- Norlat Location within Tatarstan
- Country: Russia
- Region: Tatarstan
- District: Zelenodolsky District
- Time zone: UTC+3:00

= Norlat, Zelenodolsky District, Republic of Tatarstan =

Norlat (Норлат, Нурлаты) is a rural locality (a selo) in Zelenodolsky District, Tatarstan. The population was 2693 as of 2010.

== Geography ==
Norlat is located 33 km southwest of Yäşel Üzän, district's administrative centre, and 85 km southwest of Qazan, republic's capital, by road.

== History ==
The village already existed during the period of the Khanate of Qazan.

From 17th to first half of the 19th centuries village's residents belonged to the social estate of state peasants.

By the beginning of the twentieth century, village had 4 mosques, 2, 3 windmills, 3 forges, and 12 small shops.

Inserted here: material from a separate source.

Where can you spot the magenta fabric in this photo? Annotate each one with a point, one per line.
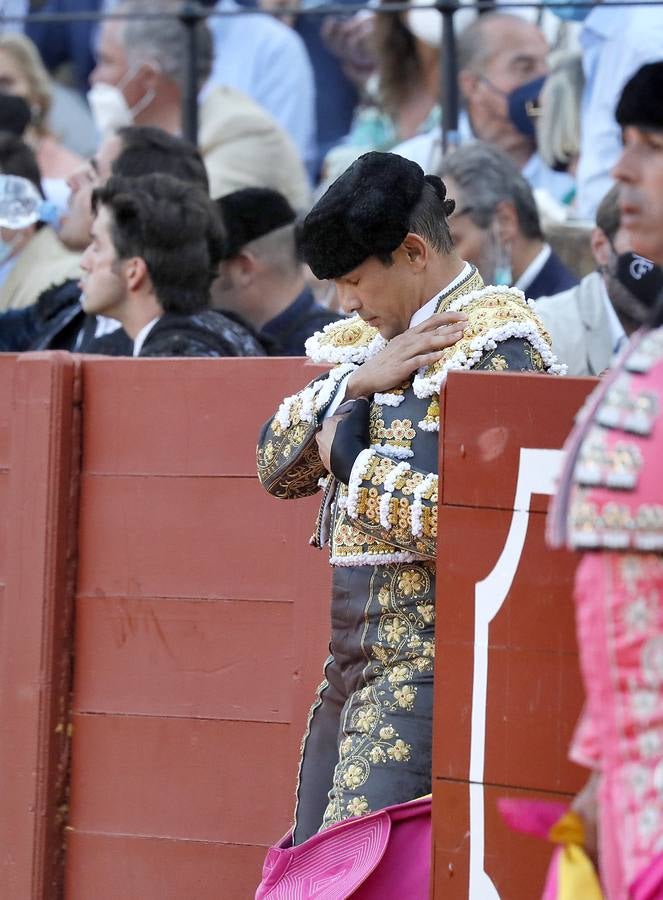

Before the creation of Tatar ASSR in 1920 was a part of Zöyä Uyezd of Qazan Governorate. Since 1920 was a part of Zöyä Canton; after creation of districts in Tatar ASSR (Tatarstan) in Norlat-Açasır (later Norlat) (1927–1963) and Yäşel Üzän districts.

== Notable people ==
Norlat is a birthplace of İldus Xäybullin, a physicist and Wil Ğänief, a poet.